The role of ML Ops Engineer is key to ensuring that this latter objective of the Data Science CoE is a success.

Key Responsibilities

  • You will work alongside CoE Data Scientists and be a key contact with the markets and functions as they take their models into production.

  • You will be central to forming the MLOps landscape at Dyson, shaping the ways of working and standards that will ensure models deliver their promised value across the organisation.

  • We work with streaming data and we are a multi-cloud organisation.

  • The role will be a trusted advisor on all aspects of MLOps, from scaling and throughput, to infrastructure and deployment strategies.

  • As a key contributor in the CoE, you will manage, design and develop secure, scalable and user-friendly processes and code.

  • Taking code from experimentation and notebook-based working to production will require close collaboration with Data Scientists and SMEs from around the organisation, as well as colleagues in the Global Data Function dealing with cloud technology, DevOps, and data engineering.

  • Reusability and simplicity will be core tenets of our MLOps philosophy. The role will be implementing and shaping MLOps patterns and curating and contributing to our shared Kubeflow component library.

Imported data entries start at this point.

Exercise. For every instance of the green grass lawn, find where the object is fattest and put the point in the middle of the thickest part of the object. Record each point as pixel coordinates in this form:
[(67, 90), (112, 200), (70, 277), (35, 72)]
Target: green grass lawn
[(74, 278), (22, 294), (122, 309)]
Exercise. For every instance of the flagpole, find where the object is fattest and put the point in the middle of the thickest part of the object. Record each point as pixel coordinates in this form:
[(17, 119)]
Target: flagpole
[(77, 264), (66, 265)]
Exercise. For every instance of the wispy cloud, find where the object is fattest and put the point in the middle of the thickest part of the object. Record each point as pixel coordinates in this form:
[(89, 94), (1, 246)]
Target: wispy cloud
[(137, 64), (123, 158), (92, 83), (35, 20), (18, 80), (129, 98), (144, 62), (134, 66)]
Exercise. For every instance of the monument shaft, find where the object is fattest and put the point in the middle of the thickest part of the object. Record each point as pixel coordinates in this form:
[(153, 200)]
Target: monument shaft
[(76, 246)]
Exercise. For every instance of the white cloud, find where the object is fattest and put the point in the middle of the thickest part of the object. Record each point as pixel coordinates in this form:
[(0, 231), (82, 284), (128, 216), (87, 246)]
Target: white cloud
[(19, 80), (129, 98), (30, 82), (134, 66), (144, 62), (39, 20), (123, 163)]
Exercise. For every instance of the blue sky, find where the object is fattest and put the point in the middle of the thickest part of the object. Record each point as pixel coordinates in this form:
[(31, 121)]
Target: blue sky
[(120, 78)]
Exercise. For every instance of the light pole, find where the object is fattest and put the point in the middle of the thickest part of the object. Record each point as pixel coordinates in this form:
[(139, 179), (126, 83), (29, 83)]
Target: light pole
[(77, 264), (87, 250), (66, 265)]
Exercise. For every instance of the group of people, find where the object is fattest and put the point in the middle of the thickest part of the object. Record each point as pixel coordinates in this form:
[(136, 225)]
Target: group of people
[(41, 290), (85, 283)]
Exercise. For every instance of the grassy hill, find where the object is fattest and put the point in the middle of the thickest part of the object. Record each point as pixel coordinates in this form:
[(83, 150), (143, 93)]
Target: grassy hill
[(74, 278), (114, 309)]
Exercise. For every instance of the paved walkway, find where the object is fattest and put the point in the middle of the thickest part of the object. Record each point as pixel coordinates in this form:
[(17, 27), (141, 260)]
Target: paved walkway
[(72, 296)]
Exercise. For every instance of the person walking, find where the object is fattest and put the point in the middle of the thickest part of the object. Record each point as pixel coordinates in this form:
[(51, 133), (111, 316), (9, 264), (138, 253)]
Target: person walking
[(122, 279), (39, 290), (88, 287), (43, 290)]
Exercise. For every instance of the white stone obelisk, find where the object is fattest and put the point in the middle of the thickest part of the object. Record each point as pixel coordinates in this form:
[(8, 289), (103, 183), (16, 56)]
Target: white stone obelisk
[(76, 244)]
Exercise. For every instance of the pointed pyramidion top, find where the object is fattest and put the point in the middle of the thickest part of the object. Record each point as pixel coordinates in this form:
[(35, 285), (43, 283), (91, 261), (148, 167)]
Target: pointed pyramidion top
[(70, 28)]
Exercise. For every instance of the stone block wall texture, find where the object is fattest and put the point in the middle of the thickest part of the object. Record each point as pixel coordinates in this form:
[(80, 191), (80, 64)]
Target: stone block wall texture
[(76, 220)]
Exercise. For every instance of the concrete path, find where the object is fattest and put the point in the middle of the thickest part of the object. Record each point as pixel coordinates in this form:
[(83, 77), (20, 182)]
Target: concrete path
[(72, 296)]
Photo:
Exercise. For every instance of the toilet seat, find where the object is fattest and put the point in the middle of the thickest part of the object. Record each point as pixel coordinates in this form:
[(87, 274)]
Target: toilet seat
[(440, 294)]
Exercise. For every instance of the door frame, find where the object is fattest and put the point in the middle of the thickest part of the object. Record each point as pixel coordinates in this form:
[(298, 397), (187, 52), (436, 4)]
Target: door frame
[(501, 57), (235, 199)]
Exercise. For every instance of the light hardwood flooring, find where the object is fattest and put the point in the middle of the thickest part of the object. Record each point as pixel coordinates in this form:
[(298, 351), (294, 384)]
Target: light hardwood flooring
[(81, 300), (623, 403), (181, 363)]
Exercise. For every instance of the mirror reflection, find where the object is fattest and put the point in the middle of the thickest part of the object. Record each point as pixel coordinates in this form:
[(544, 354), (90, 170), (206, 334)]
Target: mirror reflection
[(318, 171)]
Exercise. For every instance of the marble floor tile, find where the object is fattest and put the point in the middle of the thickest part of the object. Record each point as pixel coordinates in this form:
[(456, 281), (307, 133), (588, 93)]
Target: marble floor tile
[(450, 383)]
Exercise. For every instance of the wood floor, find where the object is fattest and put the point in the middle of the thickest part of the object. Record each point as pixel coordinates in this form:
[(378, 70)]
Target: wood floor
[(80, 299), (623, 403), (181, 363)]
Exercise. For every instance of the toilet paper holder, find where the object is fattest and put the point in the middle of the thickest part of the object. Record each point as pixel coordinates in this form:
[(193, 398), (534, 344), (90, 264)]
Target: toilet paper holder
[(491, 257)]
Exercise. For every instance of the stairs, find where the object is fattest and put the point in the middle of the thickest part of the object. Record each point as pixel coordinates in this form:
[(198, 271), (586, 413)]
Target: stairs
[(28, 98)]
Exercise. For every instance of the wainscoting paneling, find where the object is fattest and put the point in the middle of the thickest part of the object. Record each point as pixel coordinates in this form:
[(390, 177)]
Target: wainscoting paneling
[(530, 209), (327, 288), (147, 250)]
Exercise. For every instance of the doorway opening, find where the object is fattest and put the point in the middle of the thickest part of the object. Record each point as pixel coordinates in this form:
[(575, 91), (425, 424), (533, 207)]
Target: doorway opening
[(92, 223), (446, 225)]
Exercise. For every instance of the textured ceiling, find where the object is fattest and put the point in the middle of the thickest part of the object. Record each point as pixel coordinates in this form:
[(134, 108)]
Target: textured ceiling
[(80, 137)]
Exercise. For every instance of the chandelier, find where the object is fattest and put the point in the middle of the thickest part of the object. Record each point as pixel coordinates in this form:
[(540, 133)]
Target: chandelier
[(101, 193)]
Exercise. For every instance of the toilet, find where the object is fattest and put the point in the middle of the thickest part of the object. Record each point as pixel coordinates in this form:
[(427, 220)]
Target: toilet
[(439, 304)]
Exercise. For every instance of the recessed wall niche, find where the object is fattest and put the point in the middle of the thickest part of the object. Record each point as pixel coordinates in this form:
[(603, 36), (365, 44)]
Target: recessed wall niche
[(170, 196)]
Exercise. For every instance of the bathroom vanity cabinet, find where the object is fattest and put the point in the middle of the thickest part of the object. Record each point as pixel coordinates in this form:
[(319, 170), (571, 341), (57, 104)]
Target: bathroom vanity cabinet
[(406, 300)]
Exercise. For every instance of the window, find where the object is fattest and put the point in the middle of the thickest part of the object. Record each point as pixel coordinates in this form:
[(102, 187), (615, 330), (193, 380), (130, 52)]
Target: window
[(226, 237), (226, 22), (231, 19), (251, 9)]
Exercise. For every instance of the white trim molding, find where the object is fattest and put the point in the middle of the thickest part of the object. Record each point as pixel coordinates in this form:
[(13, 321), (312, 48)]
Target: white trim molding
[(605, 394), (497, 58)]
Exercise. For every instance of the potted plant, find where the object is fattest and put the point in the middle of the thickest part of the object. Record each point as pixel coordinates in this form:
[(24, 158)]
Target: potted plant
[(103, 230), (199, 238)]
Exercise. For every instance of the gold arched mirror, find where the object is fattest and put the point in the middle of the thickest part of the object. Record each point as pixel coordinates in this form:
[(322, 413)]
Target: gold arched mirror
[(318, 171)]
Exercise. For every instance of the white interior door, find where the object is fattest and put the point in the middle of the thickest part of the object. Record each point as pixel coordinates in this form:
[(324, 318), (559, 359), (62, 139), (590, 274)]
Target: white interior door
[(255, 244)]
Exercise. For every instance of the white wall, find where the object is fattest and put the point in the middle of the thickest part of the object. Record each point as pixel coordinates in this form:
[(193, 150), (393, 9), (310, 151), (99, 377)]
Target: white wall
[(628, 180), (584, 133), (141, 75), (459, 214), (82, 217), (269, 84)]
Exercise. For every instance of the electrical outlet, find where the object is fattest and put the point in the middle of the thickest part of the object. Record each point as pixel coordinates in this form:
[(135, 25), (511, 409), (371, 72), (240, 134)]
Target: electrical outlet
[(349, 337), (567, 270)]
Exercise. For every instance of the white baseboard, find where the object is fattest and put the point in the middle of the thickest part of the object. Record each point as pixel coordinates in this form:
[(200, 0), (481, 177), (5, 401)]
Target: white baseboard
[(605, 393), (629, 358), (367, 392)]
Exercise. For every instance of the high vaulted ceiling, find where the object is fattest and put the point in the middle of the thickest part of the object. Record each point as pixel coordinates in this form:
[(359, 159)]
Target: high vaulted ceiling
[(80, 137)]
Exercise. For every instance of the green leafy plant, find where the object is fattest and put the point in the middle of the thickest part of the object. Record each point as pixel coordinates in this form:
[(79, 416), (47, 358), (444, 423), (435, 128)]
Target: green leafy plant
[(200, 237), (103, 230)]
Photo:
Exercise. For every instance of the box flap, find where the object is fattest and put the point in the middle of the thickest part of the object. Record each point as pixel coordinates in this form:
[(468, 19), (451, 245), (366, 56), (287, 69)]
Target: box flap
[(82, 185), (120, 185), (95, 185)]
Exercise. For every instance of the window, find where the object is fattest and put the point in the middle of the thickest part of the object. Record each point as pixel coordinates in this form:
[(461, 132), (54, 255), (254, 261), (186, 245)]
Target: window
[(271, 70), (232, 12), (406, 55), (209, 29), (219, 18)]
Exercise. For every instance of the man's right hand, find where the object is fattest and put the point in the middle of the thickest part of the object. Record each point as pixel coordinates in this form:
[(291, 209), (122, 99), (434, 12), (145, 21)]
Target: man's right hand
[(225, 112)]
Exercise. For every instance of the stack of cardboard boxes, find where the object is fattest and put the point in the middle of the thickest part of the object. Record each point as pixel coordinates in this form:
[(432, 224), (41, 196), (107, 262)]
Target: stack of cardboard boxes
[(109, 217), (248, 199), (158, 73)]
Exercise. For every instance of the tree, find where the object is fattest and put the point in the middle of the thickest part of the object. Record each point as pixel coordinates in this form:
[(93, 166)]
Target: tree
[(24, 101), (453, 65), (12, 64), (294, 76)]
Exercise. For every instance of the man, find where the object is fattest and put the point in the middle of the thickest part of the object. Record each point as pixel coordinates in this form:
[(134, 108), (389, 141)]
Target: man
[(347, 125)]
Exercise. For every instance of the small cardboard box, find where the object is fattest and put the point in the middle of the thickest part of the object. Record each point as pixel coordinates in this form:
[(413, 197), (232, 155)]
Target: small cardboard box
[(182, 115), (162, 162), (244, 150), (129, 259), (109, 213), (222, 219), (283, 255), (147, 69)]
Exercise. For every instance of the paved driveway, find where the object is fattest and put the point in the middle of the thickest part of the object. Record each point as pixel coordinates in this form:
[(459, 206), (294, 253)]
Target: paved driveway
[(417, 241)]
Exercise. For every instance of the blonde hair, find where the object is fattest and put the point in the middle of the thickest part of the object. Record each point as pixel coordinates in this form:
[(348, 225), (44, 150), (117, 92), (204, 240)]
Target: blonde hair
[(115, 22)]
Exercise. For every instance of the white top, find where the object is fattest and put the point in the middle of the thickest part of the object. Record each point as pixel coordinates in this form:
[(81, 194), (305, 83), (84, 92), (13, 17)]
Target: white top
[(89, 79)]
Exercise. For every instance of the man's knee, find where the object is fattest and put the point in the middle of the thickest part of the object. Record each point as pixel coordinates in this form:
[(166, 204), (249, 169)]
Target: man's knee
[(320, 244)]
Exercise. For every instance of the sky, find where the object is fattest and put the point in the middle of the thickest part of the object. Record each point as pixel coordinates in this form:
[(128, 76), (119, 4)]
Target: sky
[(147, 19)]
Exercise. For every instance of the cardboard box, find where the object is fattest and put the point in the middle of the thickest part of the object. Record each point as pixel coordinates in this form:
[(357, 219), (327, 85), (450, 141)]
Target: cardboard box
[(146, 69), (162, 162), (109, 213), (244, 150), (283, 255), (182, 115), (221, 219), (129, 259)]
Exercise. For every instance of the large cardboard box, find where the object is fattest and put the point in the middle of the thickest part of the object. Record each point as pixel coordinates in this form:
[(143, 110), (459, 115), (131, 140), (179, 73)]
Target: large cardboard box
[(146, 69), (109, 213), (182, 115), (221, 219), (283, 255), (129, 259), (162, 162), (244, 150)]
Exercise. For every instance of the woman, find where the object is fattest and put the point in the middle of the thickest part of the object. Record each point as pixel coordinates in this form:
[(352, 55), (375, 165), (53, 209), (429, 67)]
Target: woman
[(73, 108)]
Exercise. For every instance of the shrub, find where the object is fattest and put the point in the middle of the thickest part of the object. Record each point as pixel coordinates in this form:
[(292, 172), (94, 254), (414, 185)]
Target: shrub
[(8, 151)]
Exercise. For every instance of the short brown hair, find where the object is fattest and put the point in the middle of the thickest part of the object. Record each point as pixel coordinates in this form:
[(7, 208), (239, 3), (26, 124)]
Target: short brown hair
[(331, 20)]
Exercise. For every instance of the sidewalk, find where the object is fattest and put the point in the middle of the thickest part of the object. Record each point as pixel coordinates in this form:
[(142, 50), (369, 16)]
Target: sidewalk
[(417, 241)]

  • Being a part of the Centre of Excellence, the organisation will look to this role to publicise and demonstrate best practice and ways of working as we grow our MLOps capability.

About You

  • You will have experience building and scaling MLOps on cloud

  • Confidence in AI and ML disciplines

  • Strong experience in taking data science experimental code to production

  • 1-2 years' experience in CI/CD, machine learning or data engineering

  • Skilled programmer in Python

  • Solid understanding of cloud concepts

  • Experience building Kubeflow pipelines

  • Familiarity with docker and building custom containers

  • Knowledge of dev/staging/production environment methodologies in cloud environments

  • Experience of model monitoring techniques, and implications for retraining decisions

  • Knowledge of TFX and ability to craft TFX pipelines

  • Clear communicator, happy with distilling and effectively simplifying complex MLOps topics to audiences of a broad technical knowledge range

  • A desire to socialise an MLOps platform across an organisation

Desirable experience

  • 1 year of working with Google Cloud AI Platform and Vertex AI

  • 1 year if building scalable, component-driven pipelines in Kubeflow

  • Strong knowledge of TFX

  • Facility with various model deployment strategies

  • Experience of building and maintaining robust, reliable, and critical production pipelines, serving both batch and high-throughput streaming data

What We Can Offer

  • Private medical care

  • MyBenefit cafeteria program

  • Discount on Dyson products

  • Insurance package

  • Retirement plan

  • Holiday allowance

  • Performance bonus

  • Trainings

  • Possibility of working from home


Dyson is an equal opportunity employer. We know that great minds don’t think alike, and it takes all kinds of minds to make our technology so unique. We welcome applications from all backgrounds and employment decisions are made without regard to race, colour, religion, national or ethnic origin, sex, sexual orientation, gender identity or expression, age, disability, protected veteran status or other any other dimension of diversity.

Interview guidance

We are following the government guidelines regarding COVID19. At this time all interviews will be conducted via video or telephone. We’re taking these precautionary measures to protect both our employee and candidate wellbeing. Our Talent Acquisition team will work with you and provide further information as appropriate.